Esto es extraño. Pienso durante unos segundos la respuesta.

- Sí, puede ser.
- ¡Lo sabía! ¿Y a ella le gustas tú?
- No.
- ¡¿Seguro?!
- No cabe duda. No pertenece a mi desierto.
- ¡Eso no me lo creo! Te sigue a todas partes.

Me molesta.

- Y a ti tu amigo también. Oye, yo no sé que rollo lleváis vosotros, pero sé bien cuál hay en el nuestro -le protesto.
- ¡Es distinto! -Me grita frustrada-, no lo comprendes porque no lo has visto a él...

Me lo empieza a describir, con la misma exactitud que yo antes utilizase para describirle a mi amiga invisible.

- Púas negras nacen de su cráneo, formando una larga y peligrosa melena que le ha dejado sin ojos y le mantiene siempre la cara sangrando. Bajo los incontables arañazos y cicatrices, duerme una boca deforme por los sobresalientes dientes, algunos daleados, otros podridos, otros tan afilados, largos y pulidos que dan susto. La ropa vieja y raída. Su extraño cuerpo sentado a dos pies en el banco, totalmente quieto.

Daba miedo imaginarlo.

- ¿Entiendes ahora? Él no es de este mundo. Él me sigue porque soy su yo en este mundo. Sin embargo, vosotros dos sois distintos, los dos pertenecéis al mismo.

Esta cría me está empezando a agobiar. Le aparto la mirada y la pierdo en el paisaje.

- Sigue jugando tú sola, me voy -le digo, ausente. Me alejo.

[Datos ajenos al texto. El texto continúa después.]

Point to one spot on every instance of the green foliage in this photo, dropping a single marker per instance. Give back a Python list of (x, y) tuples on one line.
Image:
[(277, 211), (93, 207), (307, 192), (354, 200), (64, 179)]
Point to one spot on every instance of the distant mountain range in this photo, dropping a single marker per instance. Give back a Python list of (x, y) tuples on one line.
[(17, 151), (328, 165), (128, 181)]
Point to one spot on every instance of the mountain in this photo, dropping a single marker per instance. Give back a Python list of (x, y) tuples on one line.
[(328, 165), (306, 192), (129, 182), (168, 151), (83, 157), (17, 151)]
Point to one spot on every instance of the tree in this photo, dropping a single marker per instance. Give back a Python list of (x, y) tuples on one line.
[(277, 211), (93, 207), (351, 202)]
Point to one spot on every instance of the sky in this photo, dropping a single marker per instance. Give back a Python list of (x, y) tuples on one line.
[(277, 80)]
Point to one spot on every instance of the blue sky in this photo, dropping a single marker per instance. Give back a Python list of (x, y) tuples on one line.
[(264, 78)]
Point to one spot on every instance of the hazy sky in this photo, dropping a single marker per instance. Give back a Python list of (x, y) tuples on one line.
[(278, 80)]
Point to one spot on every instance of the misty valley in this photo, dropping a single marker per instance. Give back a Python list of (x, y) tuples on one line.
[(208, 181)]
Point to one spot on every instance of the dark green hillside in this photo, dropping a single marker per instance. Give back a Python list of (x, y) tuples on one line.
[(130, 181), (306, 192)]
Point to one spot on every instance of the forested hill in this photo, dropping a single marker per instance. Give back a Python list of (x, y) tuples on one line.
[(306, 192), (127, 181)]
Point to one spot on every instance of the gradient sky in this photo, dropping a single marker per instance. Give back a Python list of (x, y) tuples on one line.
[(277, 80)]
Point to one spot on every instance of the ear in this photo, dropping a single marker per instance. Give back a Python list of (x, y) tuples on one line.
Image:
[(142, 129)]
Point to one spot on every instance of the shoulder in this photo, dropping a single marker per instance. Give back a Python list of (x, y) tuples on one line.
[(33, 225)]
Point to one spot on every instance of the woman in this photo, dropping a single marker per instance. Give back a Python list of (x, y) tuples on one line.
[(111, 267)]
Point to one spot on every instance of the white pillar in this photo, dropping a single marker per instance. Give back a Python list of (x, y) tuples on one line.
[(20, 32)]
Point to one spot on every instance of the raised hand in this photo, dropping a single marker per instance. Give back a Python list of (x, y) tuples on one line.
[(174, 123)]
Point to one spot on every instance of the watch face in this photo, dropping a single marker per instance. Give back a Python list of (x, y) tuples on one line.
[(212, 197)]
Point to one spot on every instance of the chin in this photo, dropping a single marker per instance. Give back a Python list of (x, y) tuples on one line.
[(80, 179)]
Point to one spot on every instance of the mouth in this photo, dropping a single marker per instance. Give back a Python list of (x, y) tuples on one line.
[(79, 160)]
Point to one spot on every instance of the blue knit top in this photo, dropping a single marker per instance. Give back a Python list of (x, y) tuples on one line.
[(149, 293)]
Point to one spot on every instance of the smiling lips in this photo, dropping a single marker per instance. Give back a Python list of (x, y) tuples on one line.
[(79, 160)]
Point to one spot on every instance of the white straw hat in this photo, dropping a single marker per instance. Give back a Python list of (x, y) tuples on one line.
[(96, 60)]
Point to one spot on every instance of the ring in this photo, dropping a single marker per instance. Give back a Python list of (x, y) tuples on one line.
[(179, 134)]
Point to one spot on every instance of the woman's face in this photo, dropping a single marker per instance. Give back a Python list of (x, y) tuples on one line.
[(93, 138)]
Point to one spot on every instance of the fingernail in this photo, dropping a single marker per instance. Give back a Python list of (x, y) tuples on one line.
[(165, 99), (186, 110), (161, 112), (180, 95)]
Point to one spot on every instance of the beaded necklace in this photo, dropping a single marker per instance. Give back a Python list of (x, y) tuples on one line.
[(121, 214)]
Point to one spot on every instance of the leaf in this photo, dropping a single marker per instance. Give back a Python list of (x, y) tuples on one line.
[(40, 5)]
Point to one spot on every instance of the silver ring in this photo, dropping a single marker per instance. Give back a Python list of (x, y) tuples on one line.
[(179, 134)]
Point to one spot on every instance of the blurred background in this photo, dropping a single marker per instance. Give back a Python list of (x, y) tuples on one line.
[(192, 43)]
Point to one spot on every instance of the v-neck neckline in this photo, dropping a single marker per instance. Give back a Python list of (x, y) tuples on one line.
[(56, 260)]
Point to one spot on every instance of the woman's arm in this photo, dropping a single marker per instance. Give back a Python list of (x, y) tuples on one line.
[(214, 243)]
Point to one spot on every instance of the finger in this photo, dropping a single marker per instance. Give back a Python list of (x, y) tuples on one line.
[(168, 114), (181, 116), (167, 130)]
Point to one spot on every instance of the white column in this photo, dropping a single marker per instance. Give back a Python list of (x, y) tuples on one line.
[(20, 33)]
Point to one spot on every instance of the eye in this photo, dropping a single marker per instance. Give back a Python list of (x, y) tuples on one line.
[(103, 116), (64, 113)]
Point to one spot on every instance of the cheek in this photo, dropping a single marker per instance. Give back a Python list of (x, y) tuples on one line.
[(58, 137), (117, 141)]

Mientras camino, analizo lo que ha pasado. Me gustaba la forma de comportarse de aquella niña, su impresionante mundo. Es una pena que empezara a hacerme todas esas odiosas preguntas.
Ahora sí que deseo con fuerzas ser Graógraman, expandir hacia todos lados el desierto que llevo a cuestas.

Algo va mal, automáticamente mi cabeza gira, pero los reflejos me han avisado tarde. Un balón va a estrellarse contra mi cara, no da tiempo a reaccionar. Los niños hijos de puta de antes. Cierro los ojos, hago los únicos movimientos inútiles que me da tiempo a hacer.

Escucho el impacto, pero no he sentido el golpe. Abro los ojos y observo cómo bota el balón junto a mí, y cómo se aleja poco a poco mientras los niños corren hacia mí, disculpándose a voces, creen haberme dado, aunque yo sé que no ha sido así. Me doy la vuelta, sin salir de mi asombro, la niña sigue justo en el sitio en el que la dejé. Sonríe con la misma sonrisa que me atrajo al principio. Mueve los labios, dice algo aunque desde aquí no pueda oírla. De todos modos, adivino qué es lo que dice:

- Ella te protege, está dentro de tu desierto.